Financial Literacy – Three documents you should know

Too often, business owner’s eyes glaze over as soon as Financial Statements are presented.

Everybody running a business or being on the board of an organization should know at least these three reports and know why they are used.

Balance Sheet:

In accounting, we consider these accounts as permanent. They don’t reset by the end of the year and carry information of all things an organization owns (assets) and owes (liabilities). The balance sheet is generated as of a particular date. It shows the financial position at this moment in time. All your assets must equal all your liabilities/equity.

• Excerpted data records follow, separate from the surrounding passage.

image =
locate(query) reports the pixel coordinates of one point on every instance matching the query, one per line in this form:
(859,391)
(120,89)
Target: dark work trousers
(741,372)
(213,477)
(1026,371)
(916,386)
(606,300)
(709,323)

Income Statement (also known as Profit & Loss):

This document sums all your expenses and all your income sources. This statement dates a range of dates. For example, from January 1st to March 31st. These accounts reset every accounting period and start over at the beginning of your fiscal (accounting) year. The Income Statement tells the reader how much money was spent on a variety of expenses. It also tells the reader how much your organization has received in funding. An Income Statement is often combined with a budget. This way the reader can compare the actual spending to what was budged for the same period.

Statement of cash flows:

In many cases, this document shows the reader the cash position of the organization. This document can be a mix of both – Income Statement and Balance Sheet. Personally, I think it’s the most useful for executives to work with. Most people operate their finances by how much money they spend and how much the still have. This document will show you how much cash you have and how it was spent.

This post is just a brief overview. Each statement has much more to information, and I will explain details later.